Ryan v. Fergusson

Dunbar, J.

(dissentmg). — I am unable to agree with the opinion of the majority. It seems to me it is more a forcible argument of what the law ought to be than what it really is. Before the enactment of § 1524 it will not be contended that under such proceeding as was had in this case the purchaser would have taken anything. By virtue of that enactment he takes the identical interest specified by the statute, and nothing more, and no question of economy in the administration of the estate can be taken into consideration in construing it. In fact it seems to me that the provisions of this statute are set out in language so plain and unambiguous that there is no room for judicial construction. The words “which conveyance shall, be effectual to convey to the purchaser all the right, title and interest which the deceased would have had in the property had not the same been mortgaged by him,” seem to my mind to enunciate a plain, straightforward proposition, viz., that the purchaser under the sale obtains the interest of the deceased, and not the interest of the deceased and somebody else, no matter whether that somebody else chances to be his partner, his wife, or some other person. The legislative mind might possibly not have conceived the most harmonious or best system of settling estates in the probate court; but when the legislative will is expressed in language plain and unequivocal, no meaning should be attached to it by the court which is not justified by the language, because, in the opinion of the court, it would make a better law and relieve litigants of trouble or expense.
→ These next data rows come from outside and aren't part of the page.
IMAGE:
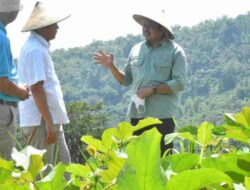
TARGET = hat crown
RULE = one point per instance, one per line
(9, 5)
(158, 17)
(43, 15)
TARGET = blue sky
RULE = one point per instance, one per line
(107, 19)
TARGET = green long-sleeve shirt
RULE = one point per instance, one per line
(147, 66)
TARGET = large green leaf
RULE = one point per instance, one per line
(204, 135)
(180, 162)
(79, 170)
(247, 182)
(14, 187)
(54, 180)
(230, 164)
(22, 158)
(143, 170)
(115, 165)
(198, 179)
(190, 129)
(239, 134)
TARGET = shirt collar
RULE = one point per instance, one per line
(41, 39)
(2, 27)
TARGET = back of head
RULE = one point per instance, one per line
(43, 15)
(7, 6)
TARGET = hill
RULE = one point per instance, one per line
(218, 54)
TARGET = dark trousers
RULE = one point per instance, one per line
(165, 128)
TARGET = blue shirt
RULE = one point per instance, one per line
(7, 67)
(150, 67)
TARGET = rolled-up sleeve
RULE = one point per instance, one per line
(128, 79)
(35, 63)
(4, 69)
(179, 72)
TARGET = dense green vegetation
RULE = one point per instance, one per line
(120, 161)
(218, 54)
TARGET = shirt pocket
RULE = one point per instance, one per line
(136, 66)
(6, 115)
(163, 69)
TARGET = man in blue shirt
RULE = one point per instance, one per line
(10, 93)
(156, 71)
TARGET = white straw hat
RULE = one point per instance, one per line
(159, 18)
(9, 5)
(42, 16)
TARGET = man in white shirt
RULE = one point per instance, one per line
(43, 114)
(10, 93)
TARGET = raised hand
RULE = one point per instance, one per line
(103, 59)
*370In answer to the complaint of the respondent, that her property was sold away from her without notice, the appellant asserts, and the majority decide, that because this was a proceeding in rem no notice except that provided by statute was necessary, and that the court had jurisdiction of all of the property. And many cases are cited to show that where courts have power to sell the estate of intestates, their action operates on the estate and not on the heirs of the estate, and that the sale is a proceeding in rem, to which all claiming under the intestate are parties, etc., I raise no question as to the soundness of the doctrine enunciated in those cases, but I insist that under the statute the res, or thing which the court had control of, was not the interest which the respondent had in the mortgaged premises, but the interest which the decedent had in it; and under the decisions cited by appellant, doubtless all persons claiming under that interest are parties and entitled only to the notice provided by the statute. But the respondent is not claiming under such interest; she is claiming under her own interest; she gave a mortgage on her interest in the land and that mortgage has never been foreclosed. If it has been sold at all, it has been sold without notice to her; she has not had her day in court, and is, therefore, not bound by any action with reference to it.

But I maintain that her interest in the land never has been sold, and that there was no attempt to sell it either by the probate court or by the administrator. The record shows that they construed the statute according to its plain language and import. In the order of sale the court ordered the administrator, upon the payment of the money, to execute a conveyance to the purchaser which should convey to such purchaser, not all the interest which the mortgagors had in the property, but “all the right, title and interest which the deceased would have had in said property had not the same been mortgaged by him.” *371And, in accordance with said order, the administrator did, on the 18th day of September, 1880, execute, acknowledge and deliver to said purchaser a deed of “all the right, title, interest and estate of the said John H. Ryan, deceased, at the time of his death, and also all the right, title and interest which the said deceased would have had in said property had not the same been mortgaged by said deceased.” I cannot understand how a deed conveying a special interest mentioned, as this deed does, founded on such an order of sale as this deed was, and based on a statute equally restrictive, can be construed to convey an interest which is not expressed. The right, title and interest which the decedent would have had in the land, if he had not mortgaged it, is conceded to have been an undivided one-half interest; that undivided one-half interest is what the law authorized the court to order sold; that undivided one-half interest is what the court did order sold, and what the deed shows was sold. It seems to me that the conclusions of law as stated by the lower court flow irresistibly from the facts found in this case, and that the judgment should be affirmed.